Sunday, February 26, 2017

Transgender boy wins Texas girls state wrestling title amid controversy

A 17-year-old transgender boy won the Texas state girls wrestling title on Saturday in a classification he doesn't think he belongs in and amid a controversy that goes beyond being called a boy or a girl or which bathroom to use.

Namely, the use of hormone treatment in sports.

Mack Beggs has said he would rather be wrestling boys, but state policy calls for students to wrestle against the gender listed on their birth certificates meaning the junior from Euless Trinity was forced to compete as a girl.

Beggs, who reached the state tournament after two opponents forfeited, unwillingly became the pawn in a transgender controversy throughout the event after questions about whether or not his testosterone treatments — to help the transition from female to male — gave him an unfair advantage competing against girls.

The shaggy haired wrestler improved to 56-0 after beating Chelsea Sanchez 12-2 in the 110-pound weight class to go undefeated and win the championship.

The Beggs family has said he wanted to compete against boys, but University Interscholastic League deputy director Jamey Harrison, who reportedly has not addressed Beggs directly, said their organization had not received a request to change divisions from any athlete at this competition.

This debate was further pushed to the news forefront this week after the Trump administration announced an end to federal protections that allowed transgender students to use facilities based on their gender identity, leaving states and school districts to determine their own policies.

A mixture of boos and cheers filled the gymnasium as Beggs fell to his knees after his championship victory. The new state champion then hugged his coach and walked off the mat.
Beggs later broke his silence by thanking his teammates. 
"I wouldn't be here today if it weren't for my teammates," he said. "That's honestly what the spotlight should have been on is my teammates. The hard work that I put in in the practice room with them beside me - we trained hard every, single day."

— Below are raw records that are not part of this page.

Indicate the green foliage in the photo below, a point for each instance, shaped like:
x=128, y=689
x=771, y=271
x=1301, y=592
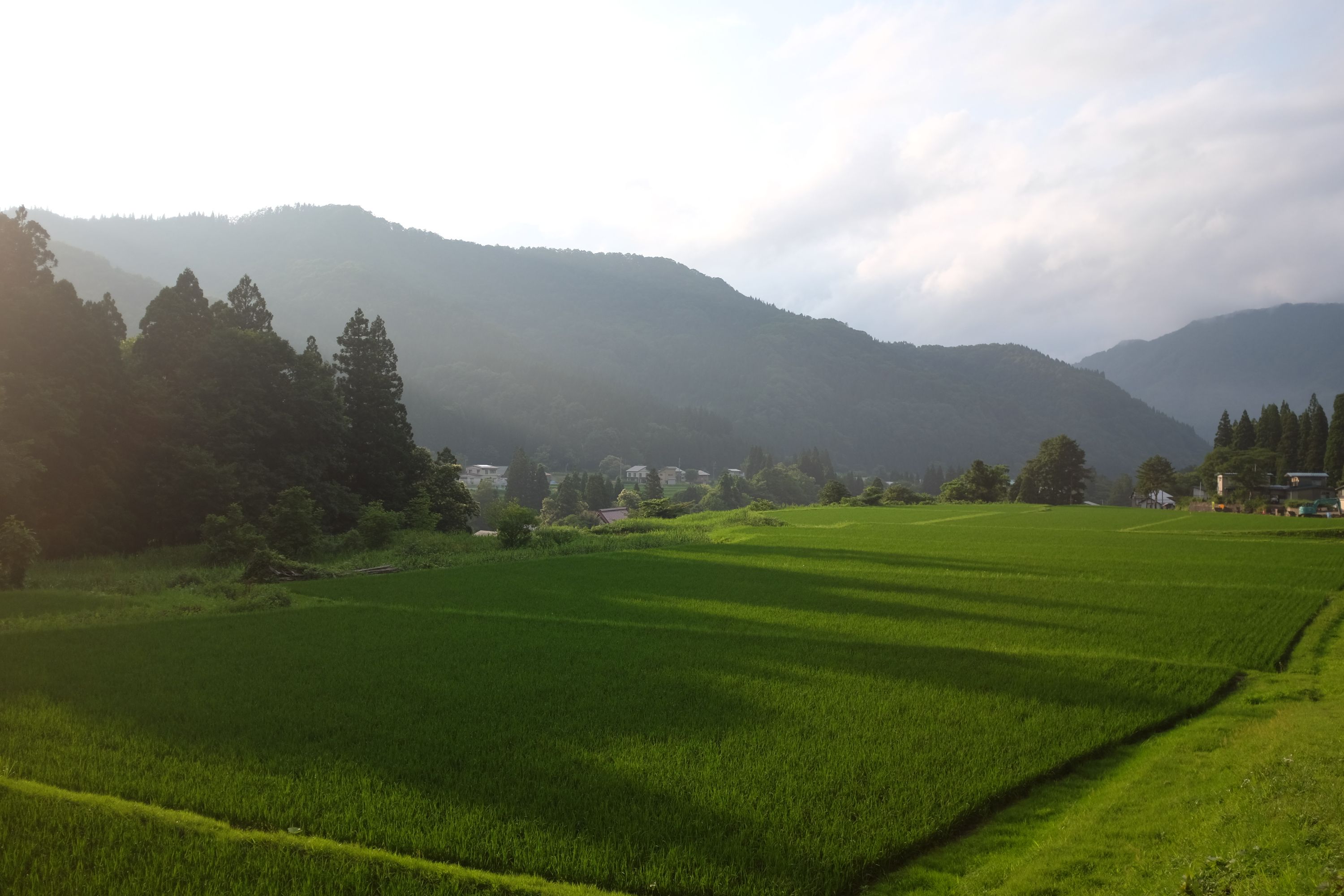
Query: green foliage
x=1058, y=474
x=293, y=524
x=1225, y=436
x=1121, y=491
x=381, y=460
x=1334, y=458
x=654, y=485
x=900, y=493
x=420, y=512
x=451, y=501
x=19, y=548
x=1156, y=473
x=377, y=524
x=230, y=538
x=1060, y=648
x=514, y=523
x=834, y=492
x=1244, y=435
x=982, y=482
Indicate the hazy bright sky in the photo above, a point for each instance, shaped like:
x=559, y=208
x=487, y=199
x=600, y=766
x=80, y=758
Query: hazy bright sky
x=1062, y=174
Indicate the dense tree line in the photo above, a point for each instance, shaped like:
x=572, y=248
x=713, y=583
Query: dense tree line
x=1280, y=441
x=109, y=443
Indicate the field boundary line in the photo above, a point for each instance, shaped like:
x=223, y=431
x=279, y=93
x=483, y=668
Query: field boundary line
x=1147, y=526
x=211, y=827
x=961, y=516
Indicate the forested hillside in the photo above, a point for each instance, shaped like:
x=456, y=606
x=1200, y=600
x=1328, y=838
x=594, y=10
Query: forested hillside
x=1233, y=362
x=586, y=355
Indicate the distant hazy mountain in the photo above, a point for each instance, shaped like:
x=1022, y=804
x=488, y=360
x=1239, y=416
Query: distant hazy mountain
x=93, y=276
x=1234, y=362
x=643, y=358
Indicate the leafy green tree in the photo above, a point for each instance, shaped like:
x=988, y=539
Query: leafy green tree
x=377, y=524
x=654, y=485
x=1335, y=443
x=514, y=523
x=980, y=482
x=420, y=512
x=1121, y=491
x=245, y=308
x=757, y=461
x=293, y=523
x=834, y=492
x=521, y=481
x=1244, y=433
x=230, y=538
x=900, y=493
x=451, y=501
x=486, y=497
x=597, y=493
x=1156, y=473
x=19, y=548
x=1058, y=474
x=381, y=457
x=1223, y=437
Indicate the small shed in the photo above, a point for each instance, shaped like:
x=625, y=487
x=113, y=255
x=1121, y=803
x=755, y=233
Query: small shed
x=612, y=515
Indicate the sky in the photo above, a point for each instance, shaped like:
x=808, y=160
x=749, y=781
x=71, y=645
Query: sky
x=1064, y=175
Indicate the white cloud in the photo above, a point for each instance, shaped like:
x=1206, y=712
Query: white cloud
x=1060, y=174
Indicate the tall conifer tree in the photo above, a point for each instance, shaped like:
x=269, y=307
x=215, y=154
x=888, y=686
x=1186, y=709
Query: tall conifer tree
x=381, y=448
x=1223, y=437
x=1335, y=443
x=1244, y=435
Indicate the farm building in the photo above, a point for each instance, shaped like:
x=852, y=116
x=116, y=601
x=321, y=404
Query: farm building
x=612, y=515
x=1158, y=500
x=474, y=473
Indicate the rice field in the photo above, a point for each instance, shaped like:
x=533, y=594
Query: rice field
x=779, y=711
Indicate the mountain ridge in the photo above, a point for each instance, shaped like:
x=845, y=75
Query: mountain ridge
x=1241, y=361
x=659, y=362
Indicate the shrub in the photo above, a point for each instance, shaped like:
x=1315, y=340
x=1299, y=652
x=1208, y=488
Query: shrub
x=834, y=492
x=420, y=512
x=230, y=538
x=554, y=535
x=663, y=508
x=293, y=523
x=377, y=524
x=18, y=548
x=514, y=523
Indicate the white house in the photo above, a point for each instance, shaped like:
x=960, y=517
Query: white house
x=1158, y=500
x=474, y=473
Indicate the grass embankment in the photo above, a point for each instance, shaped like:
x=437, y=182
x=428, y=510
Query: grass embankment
x=177, y=582
x=1246, y=798
x=779, y=711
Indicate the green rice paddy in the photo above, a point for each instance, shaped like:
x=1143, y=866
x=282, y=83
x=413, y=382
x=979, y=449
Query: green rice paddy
x=780, y=711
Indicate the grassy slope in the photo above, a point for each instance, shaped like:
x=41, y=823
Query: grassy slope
x=1248, y=798
x=779, y=711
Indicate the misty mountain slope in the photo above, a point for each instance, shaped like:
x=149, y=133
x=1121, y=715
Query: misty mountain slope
x=1234, y=362
x=643, y=358
x=93, y=276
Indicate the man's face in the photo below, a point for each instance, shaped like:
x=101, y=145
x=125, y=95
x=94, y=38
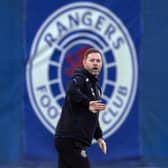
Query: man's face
x=93, y=63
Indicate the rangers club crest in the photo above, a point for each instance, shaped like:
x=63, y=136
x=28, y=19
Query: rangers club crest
x=57, y=50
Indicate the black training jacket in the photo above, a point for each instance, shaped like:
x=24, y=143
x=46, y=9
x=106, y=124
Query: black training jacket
x=76, y=120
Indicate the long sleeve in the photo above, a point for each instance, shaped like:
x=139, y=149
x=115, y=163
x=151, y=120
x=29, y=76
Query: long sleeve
x=98, y=133
x=75, y=91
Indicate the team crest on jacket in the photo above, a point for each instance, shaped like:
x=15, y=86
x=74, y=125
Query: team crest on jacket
x=57, y=50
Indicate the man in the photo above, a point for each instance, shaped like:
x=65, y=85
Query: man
x=78, y=123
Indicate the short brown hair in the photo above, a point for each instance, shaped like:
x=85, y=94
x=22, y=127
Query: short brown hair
x=91, y=50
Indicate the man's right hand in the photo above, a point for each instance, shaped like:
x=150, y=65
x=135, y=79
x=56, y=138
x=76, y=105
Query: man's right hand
x=95, y=106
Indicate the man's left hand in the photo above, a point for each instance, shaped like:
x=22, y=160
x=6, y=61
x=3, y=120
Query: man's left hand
x=102, y=145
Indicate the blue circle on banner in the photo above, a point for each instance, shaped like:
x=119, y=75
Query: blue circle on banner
x=57, y=51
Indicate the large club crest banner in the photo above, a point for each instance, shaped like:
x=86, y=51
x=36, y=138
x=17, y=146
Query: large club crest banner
x=56, y=35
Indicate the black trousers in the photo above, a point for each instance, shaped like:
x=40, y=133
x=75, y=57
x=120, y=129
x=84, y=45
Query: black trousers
x=71, y=153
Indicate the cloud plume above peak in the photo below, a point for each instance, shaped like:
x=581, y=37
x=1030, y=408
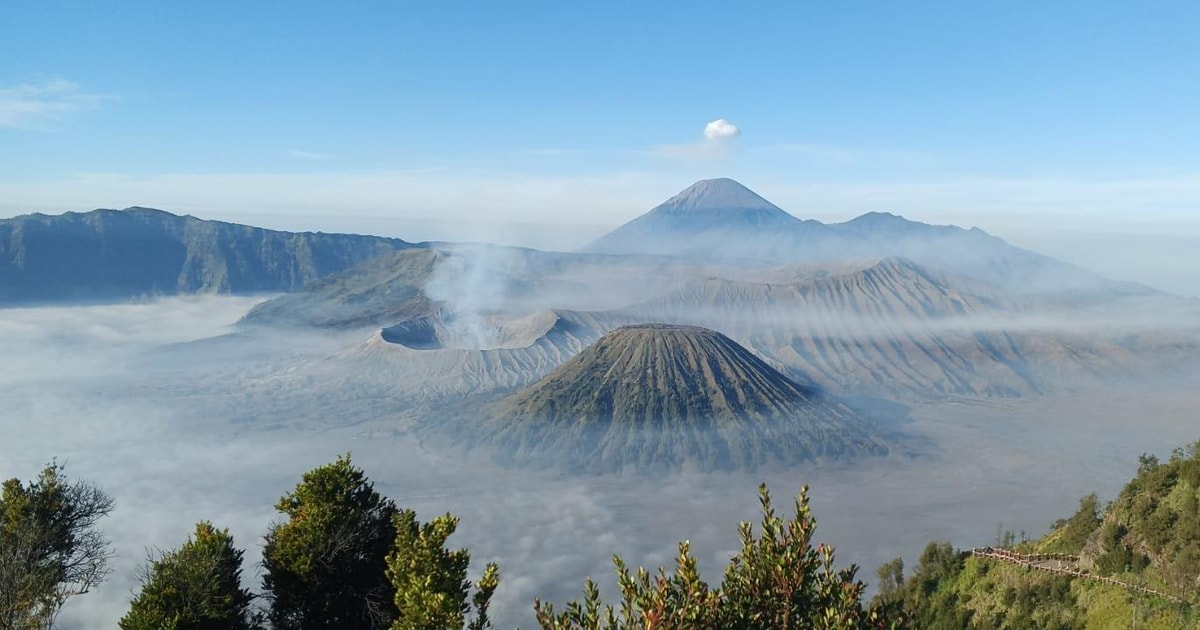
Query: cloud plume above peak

Attorney Jim Baudhuin tried and failed to get injunctions before both the district and regional meets to prevent Beggs from competing while he transitions because he is taking testosterone. Baudhuin, who is the parent of a wrestler at another school who has never faced Beggs, told The Associated Press earlier this week he doesn’t blame Beggs for the situation, but faults the UIL which oversees athletics in Texas public schools.